Erteilung einer Maklererlaubnis
Voraussetzungen
Verfahrensablauf
Erforderliche Unterlagen
Gebühren
Hinweise und Tipps
Wer als Makler, Anlageberater, Bauträger oder Baubetreuer die in § 34 c der Gewerbeordnung genannten Tätigkeiten gewerbsmäßig ausüben will, benötigt eine Erlaubnis. Die Erlaubnis wird in der Regel unbefristet erteil. Es handelt sich um eine personenbezogene Erlaubnis und ermöglicht die Gewerbeausübung in ganz Deutschland.
Die Erlaubnis kann von natürlichen oder juristischen Personen beantragt werden. Bei juristischen Personen ohne eigene Rechtspersönlichkeit muss eine Erlaubnis für jeden zur Geschäftsführung berechtigten Gesellschafter (und die Kommanditisten soweit sie eine Geschäftsführungsbefugnis besitzen) erteilt werden. Dies gilt insbesondere für:
- GBR
- OHG
- KG
- GmbH & Co.
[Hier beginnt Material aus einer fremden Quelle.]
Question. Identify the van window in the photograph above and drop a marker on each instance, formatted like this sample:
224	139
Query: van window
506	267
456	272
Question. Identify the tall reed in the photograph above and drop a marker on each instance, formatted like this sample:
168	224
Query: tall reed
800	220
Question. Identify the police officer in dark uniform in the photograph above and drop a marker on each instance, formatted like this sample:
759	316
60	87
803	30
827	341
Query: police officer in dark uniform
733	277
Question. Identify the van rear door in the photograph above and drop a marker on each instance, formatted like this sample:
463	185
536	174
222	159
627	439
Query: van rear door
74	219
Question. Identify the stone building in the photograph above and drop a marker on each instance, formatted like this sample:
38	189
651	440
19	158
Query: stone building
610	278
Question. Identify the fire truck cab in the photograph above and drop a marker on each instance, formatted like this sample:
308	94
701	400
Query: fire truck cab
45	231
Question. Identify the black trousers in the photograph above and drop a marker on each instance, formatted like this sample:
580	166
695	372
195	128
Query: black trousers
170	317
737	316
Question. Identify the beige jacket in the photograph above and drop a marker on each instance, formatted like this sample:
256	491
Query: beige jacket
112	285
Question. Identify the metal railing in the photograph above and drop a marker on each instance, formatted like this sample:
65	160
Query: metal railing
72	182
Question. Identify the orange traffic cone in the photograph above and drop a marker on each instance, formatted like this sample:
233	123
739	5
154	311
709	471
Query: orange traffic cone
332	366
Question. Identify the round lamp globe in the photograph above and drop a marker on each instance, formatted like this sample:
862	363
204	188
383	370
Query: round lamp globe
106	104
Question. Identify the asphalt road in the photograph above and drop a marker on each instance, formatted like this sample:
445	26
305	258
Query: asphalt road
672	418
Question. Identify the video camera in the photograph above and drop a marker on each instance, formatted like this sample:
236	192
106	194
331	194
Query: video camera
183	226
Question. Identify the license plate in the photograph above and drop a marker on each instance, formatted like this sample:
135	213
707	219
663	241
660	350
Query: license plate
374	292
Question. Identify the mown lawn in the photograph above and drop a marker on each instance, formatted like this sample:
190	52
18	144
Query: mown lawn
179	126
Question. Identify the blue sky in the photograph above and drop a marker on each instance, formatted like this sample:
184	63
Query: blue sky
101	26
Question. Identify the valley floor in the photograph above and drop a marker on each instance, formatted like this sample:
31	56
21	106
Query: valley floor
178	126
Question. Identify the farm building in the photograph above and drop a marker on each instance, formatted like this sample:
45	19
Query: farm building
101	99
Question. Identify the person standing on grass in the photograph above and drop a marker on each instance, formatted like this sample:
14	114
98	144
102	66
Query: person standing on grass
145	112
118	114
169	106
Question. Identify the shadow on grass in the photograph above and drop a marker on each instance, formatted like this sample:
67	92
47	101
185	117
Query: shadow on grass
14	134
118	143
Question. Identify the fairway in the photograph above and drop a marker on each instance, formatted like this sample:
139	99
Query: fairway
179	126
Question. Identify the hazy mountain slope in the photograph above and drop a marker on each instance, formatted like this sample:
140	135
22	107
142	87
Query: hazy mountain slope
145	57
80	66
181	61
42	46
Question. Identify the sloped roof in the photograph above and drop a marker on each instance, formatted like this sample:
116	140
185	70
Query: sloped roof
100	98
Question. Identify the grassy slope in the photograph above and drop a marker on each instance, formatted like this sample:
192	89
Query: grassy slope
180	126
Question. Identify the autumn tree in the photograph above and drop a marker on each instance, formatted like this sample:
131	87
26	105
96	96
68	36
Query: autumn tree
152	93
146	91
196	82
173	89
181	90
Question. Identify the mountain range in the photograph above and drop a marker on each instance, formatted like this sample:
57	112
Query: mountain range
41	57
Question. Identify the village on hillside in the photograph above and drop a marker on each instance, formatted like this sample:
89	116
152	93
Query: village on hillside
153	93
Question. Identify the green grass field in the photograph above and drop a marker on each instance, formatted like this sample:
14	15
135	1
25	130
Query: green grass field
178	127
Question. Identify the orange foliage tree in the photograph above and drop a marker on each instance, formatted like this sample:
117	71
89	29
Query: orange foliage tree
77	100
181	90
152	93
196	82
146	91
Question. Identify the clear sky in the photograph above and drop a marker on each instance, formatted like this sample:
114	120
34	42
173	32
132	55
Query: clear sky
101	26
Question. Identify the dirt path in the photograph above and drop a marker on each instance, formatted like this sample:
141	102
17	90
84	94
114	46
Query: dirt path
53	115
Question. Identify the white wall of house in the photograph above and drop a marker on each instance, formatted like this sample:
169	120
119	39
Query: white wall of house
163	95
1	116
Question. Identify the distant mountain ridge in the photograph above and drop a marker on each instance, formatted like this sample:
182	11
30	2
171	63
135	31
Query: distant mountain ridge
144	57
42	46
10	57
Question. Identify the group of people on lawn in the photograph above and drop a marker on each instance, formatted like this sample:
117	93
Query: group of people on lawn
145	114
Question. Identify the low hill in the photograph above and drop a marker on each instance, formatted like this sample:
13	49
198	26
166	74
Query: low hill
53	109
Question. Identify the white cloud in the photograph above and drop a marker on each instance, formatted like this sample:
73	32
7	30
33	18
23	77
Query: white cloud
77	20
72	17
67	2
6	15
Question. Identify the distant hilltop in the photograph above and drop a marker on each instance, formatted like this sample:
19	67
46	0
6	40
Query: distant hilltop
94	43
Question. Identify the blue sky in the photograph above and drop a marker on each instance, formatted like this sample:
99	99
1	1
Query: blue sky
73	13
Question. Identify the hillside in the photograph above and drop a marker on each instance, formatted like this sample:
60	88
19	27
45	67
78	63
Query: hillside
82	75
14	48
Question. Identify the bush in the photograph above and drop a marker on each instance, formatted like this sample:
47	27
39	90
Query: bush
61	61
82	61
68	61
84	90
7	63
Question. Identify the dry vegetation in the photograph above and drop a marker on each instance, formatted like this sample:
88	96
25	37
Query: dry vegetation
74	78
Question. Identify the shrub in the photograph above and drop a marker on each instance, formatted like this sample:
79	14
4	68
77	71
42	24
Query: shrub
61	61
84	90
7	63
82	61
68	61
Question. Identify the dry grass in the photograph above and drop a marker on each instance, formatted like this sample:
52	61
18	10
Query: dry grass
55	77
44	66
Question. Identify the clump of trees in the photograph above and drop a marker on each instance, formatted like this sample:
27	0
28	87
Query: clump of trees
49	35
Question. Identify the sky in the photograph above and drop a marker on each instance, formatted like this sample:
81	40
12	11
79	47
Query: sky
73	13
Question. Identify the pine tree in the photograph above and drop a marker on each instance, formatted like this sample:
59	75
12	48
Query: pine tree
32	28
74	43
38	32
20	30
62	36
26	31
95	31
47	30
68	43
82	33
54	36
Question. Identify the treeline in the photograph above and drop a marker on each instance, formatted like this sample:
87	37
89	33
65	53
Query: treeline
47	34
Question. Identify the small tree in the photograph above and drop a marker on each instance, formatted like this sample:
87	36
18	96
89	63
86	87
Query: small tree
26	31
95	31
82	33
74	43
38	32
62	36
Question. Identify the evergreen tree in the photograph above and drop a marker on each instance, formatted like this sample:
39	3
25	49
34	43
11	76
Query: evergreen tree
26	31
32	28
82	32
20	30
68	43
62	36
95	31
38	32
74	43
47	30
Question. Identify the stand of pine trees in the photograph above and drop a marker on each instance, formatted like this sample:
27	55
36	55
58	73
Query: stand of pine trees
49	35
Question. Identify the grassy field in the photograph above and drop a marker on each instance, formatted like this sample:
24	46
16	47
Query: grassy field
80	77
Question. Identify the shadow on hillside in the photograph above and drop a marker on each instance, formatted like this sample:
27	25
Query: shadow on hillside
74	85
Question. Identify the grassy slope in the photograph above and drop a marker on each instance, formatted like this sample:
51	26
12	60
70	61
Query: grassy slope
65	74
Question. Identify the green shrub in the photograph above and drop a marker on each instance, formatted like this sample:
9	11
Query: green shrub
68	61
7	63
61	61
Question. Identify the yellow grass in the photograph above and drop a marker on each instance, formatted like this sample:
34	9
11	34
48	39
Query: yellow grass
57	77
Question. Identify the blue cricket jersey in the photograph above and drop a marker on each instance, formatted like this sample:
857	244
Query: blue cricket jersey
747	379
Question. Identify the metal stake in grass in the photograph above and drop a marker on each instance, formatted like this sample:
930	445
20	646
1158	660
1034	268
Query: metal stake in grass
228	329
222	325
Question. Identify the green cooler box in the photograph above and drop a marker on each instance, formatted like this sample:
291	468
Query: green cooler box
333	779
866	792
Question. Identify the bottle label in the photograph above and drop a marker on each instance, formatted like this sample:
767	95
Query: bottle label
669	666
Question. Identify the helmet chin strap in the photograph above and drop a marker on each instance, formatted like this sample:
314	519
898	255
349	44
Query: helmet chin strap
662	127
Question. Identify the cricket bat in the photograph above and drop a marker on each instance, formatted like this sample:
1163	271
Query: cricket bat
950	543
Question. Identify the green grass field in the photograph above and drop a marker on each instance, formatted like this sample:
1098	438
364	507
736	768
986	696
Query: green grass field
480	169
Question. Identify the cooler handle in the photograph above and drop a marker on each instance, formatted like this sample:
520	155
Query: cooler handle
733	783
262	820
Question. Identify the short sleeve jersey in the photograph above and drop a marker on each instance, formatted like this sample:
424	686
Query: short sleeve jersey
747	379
KG
Voraussetzungen
- Zuverlässigkeit des Antragstellers
- Geordneten Vermögensverhältnisse des Antragstellers
Verfahrensablauf
Nach dem Eingang des Vollständigen Antrags prüfen wir, ob die nötigen Voraussetzungen vorliegen.
Erforderliche Unterlagen
1. Vollständig ausgefülltes Antragsformular
2. Führungszeugnis zur Vorlage beim Landratsamt Heidenheim (Belegart 0)
3. Auskunft aus dem Gewerbezentralregister zur Vorlage beim Landratsamt Heidenheim
4. Auskunft der Hausbank
5. Bescheinigung in Steuersachen des Finanzamtes
6. Auszug aus dem Handels oder Genossenschaftsregister (bei GmbH & Co. KG für beide)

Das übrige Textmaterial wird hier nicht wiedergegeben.